Le venditrici cinesi sono molto difficili da intercettare. Il cibo lo trasportano dentro a dei carrelli e passano veloci, da un esercizio all’altro, rifornendo i commercianti di piazza Vittorio di zuppe e riso. Ci mettiamo a seguirne una, proprio quando pensiamo d’averla raggiunta, la perdiamo di vista. Sparita, nel ginepraio di viuzze della Chinatown esquilina. Poi, in lontananza, la intravediamo e riusciamo ad avvicinarla. Non parla una parola di italiano, così tentiamo la sorte scegliendo il cibo in base al colore. Al prezzo di 1 euro portiamo a casa una zuppa tiepida e dolciastra, con alghe e bacche rosse. Una vera e propria “sbobba”. Dopo qualche cucchiaiata siamo già sazi.

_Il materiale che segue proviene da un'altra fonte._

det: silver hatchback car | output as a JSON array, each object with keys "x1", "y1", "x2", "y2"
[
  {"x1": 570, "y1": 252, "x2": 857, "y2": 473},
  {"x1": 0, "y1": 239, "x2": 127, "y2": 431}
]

La comunità nigeriana ha monopolizzando le balaustre di via Giolitti con decine di stand improvvisati. All’interno di buste e bagagli ci sono cibi dall’odore intenso e dall’aspetto non proprio invitante. Il menù del giorno prevede: “Semolino, riso, fagioli, pesce, carne di mucca e zuppe africane”. A darci qualche lume è Cynthia, una delle tante venditrici su strada. Lo fa senza perder tempo, mentre riempie una vaschetta di plastica con un’indecifrabile sostanza semiliquida. A lei gli affari vanno alla grande, prepara almeno 35-40 porzioni al giorno e ogni piatto costa dai 3 ai 4 euro. A fine giornata riesce ad incassare fino a 60 euro. “Mangiare qui – spiega un ragazzo del Niger – è più economico e poi è un modo per sentirci a casa”. La specialità che va per la maggiore è il “ghisad”, uno spiedino incendiario di frattaglie di pollo. Costa solo 1 euro. Lo sperimentiamo e le nostre papille gustative vanno a fuoco.

Sapori e dissapori. Il condominio di Carmen affaccia prorpio sul suq nigeriano. “La convivenza è pessima”, non perché “non si apprezzi il cibo nigeriano” ma perché “è venduto in mezzo alla strada senza rispetto delle norme igieniche”. Poi, aggiunge, “la vendita di cibo a basso costo fa concentrare qui persone che provengono da sistemazioni precarie, dalla strada, dai centri di accoglienza e via dicendo”. Persone che, oltre a mangiare, bevono birra “e alle sette di sera abbiamo una folla di ubriachi che ci staziona sotto casa”. Ci allontaniamo guardando bene dove mettiamo i piedi, il marciapiede è un campo minato di bottiglie di birra e cartacce. In alcuni tratti si avverte l’olezzo sprigionato dalle numerose toilette en-plein-air.

L’ultima tappa è il parco di Colle Oppio, a due passi dal Colosseo. Ad attenderci c’è la “frittata”, un piatto tipico dell’Ecuador con mais bianco, platano, patate, pomodori, cipolla e carne di maiale. Non ha prezzo, perché qui non si vende ma si condivide. “All’inizio non era così”, spiega Valentina Salerno del “Comitato cittadino Colle Oppio”. Prima “cibo e bevande venivano venduti abusivamente, il consumo di alcool era smodato e l’area degradata”. Poi, però, “ci siamo messi d’accordo con i residenti e ci siamo impegnati a lasciare in ordine e a rispettare le regole”, racconta Luis Lopez, rappresentate della comunità ecuadoregna. E adesso? “Organizziamo dei pic-nic assieme – sorride la Salerno – e possiamo dire che la mediazione culturale attraverso il cibo per il momento è riuscita”.

Chissà che non faccia scuola anche altrove.